Abstract

This papers singles out a particular group of essay films marked by their uses of video technologies (analogue video, digital video, and internet-based video platforms) to process and retrieve film-based imagery (images made with 8mm, Super-8mm, 16mm) that shapes the landscapes of their filmmakers’ memory. Due to its hybrid, in-between configuration of fiction film, documentary, and experimental film, the essay film has gained increasing popularity during the last two decades to filmmakers and artists who aspired to call into questions the boundaries of the multiple dimensions concerned with memory: boundaries between the personal and the public, between retrieval and loss, and between documentation and access. In particular, some filmmakers and artists have taken a materialist approach to the essay film by investigating how the memory trace inscribed in film is transformed and reconfigured as it passes through the filters and textures of post-filmic media.
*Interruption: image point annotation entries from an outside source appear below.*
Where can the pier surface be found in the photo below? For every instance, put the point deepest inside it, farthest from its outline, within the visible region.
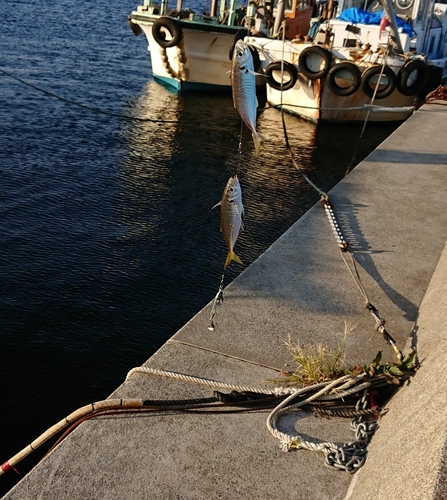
(393, 210)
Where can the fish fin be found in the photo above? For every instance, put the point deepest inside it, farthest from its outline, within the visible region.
(257, 140)
(232, 256)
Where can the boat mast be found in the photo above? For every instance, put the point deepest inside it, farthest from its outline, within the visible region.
(391, 16)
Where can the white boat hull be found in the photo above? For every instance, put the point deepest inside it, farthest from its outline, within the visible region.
(313, 101)
(200, 61)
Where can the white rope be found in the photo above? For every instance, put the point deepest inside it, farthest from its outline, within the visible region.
(331, 390)
(196, 380)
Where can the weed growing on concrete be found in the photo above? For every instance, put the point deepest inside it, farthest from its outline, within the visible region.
(318, 363)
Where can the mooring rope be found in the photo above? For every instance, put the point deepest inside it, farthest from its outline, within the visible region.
(343, 245)
(195, 380)
(349, 456)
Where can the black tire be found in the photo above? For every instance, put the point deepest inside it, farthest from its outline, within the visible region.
(240, 35)
(404, 76)
(169, 24)
(325, 55)
(356, 79)
(374, 71)
(288, 68)
(433, 81)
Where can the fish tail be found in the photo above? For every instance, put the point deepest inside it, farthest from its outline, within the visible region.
(232, 256)
(257, 141)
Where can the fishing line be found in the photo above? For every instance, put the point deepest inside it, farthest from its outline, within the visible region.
(219, 297)
(75, 103)
(367, 114)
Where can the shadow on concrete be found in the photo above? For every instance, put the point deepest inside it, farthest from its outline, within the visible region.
(347, 213)
(396, 156)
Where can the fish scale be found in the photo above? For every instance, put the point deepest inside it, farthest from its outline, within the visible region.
(244, 89)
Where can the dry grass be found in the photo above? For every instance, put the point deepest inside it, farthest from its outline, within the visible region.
(318, 363)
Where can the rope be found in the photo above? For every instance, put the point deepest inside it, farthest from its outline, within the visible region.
(343, 244)
(195, 380)
(369, 110)
(373, 108)
(349, 456)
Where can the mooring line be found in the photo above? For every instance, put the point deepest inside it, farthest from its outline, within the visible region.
(344, 248)
(220, 353)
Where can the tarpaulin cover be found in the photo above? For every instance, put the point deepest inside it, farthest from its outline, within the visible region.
(356, 16)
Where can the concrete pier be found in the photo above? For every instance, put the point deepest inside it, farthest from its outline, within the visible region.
(393, 210)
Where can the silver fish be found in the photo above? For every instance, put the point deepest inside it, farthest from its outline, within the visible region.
(231, 212)
(243, 86)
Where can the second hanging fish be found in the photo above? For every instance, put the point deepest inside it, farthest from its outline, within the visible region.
(243, 85)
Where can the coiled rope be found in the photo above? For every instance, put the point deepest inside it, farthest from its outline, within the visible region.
(349, 456)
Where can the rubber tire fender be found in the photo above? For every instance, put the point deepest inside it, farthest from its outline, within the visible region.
(376, 70)
(356, 78)
(404, 75)
(169, 24)
(288, 68)
(326, 55)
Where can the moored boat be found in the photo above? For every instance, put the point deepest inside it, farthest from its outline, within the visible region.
(346, 68)
(189, 50)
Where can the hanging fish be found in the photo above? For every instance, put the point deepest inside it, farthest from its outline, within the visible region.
(243, 86)
(231, 212)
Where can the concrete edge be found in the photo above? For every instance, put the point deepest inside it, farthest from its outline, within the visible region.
(405, 457)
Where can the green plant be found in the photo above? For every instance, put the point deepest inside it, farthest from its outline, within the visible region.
(318, 363)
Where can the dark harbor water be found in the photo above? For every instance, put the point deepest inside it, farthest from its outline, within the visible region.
(107, 237)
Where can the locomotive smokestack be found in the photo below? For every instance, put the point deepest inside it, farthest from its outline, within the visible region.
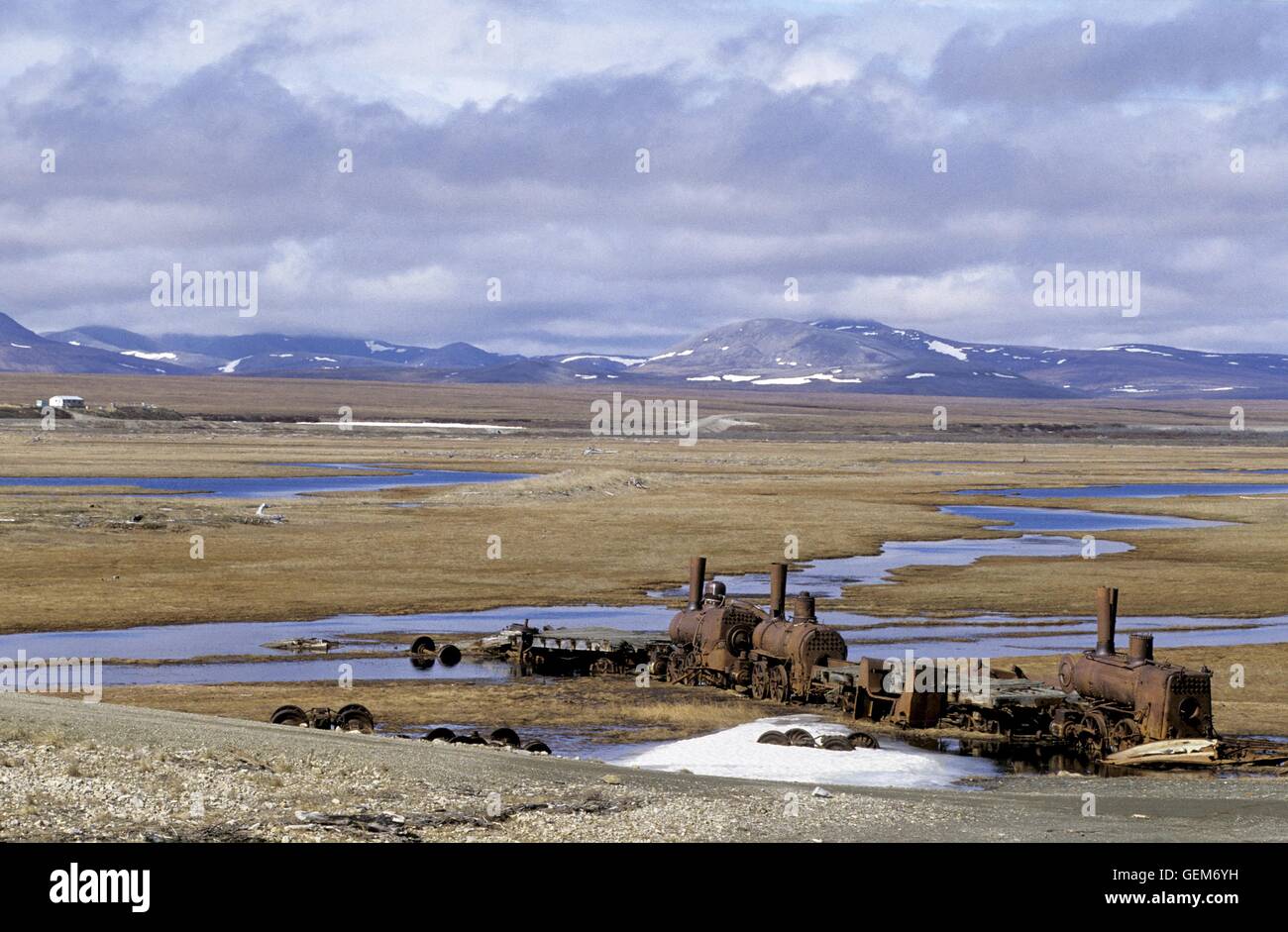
(778, 589)
(1140, 649)
(697, 574)
(804, 608)
(1107, 619)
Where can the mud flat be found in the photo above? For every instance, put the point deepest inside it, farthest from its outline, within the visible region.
(78, 772)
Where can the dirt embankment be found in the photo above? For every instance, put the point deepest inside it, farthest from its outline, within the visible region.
(76, 772)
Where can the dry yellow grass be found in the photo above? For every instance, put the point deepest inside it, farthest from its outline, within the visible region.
(836, 471)
(613, 707)
(583, 533)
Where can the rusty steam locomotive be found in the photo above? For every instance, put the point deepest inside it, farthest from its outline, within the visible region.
(1106, 701)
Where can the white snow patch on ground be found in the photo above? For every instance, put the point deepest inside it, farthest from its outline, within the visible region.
(734, 752)
(623, 361)
(141, 355)
(493, 428)
(948, 351)
(798, 380)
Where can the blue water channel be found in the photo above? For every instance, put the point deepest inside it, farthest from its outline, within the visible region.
(868, 636)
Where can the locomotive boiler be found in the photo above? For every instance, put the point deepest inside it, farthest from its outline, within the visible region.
(1129, 698)
(732, 643)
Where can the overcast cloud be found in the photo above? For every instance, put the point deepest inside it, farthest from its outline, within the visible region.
(767, 159)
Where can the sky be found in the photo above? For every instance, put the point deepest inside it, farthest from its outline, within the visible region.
(496, 155)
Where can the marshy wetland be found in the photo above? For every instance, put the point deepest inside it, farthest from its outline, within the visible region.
(914, 542)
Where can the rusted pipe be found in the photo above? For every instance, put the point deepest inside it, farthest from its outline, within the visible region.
(804, 608)
(697, 574)
(1140, 649)
(778, 589)
(1107, 619)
Accordingly, the filmmakers’ works are replete with images in which the traces of celluloid dynamically interact with the properties of video, images that result in the complex configuration of the two media as testifying to the construction of their memory and subjectivity as open and dialectical. In this sense, this paper defines this type of essay films “intermedial essay films.” Drawing on the films of Chris Marker (Level 5 (1996)), Jean-Luc Godard (Histoire(s) du Cinema (1986-96)), and Harun Farocki (Schnittstelle (Section/Interface) (1996)) as the precursors of intermedial essay films, and taking the films of Hito Steyerl (November (2004) and In Free Fall (2010)) and Lynne Sachs (States of Unbelonging (2005) and The Last Happy Day (2009)) as two case studies, I argue for two ways in which intermedial essay films offer rich interfaces between old media, new media, and memories. First, the films register the intertwined processes of recollection and loss as a constitutive element of the archival memory as their images often add up to the hybrid images marked by the collision and exchange between filmic properties and video-based ones. Second, the juxtaposition between the two media is intended to combine the filmmakers’ registration of the shifts in their perspective and subjectivity with their reflection on the changing material-ontological transition of the cinema from celluloid to new media, and thereby to configure the filmmakers’ memory as the “memory-in-between.”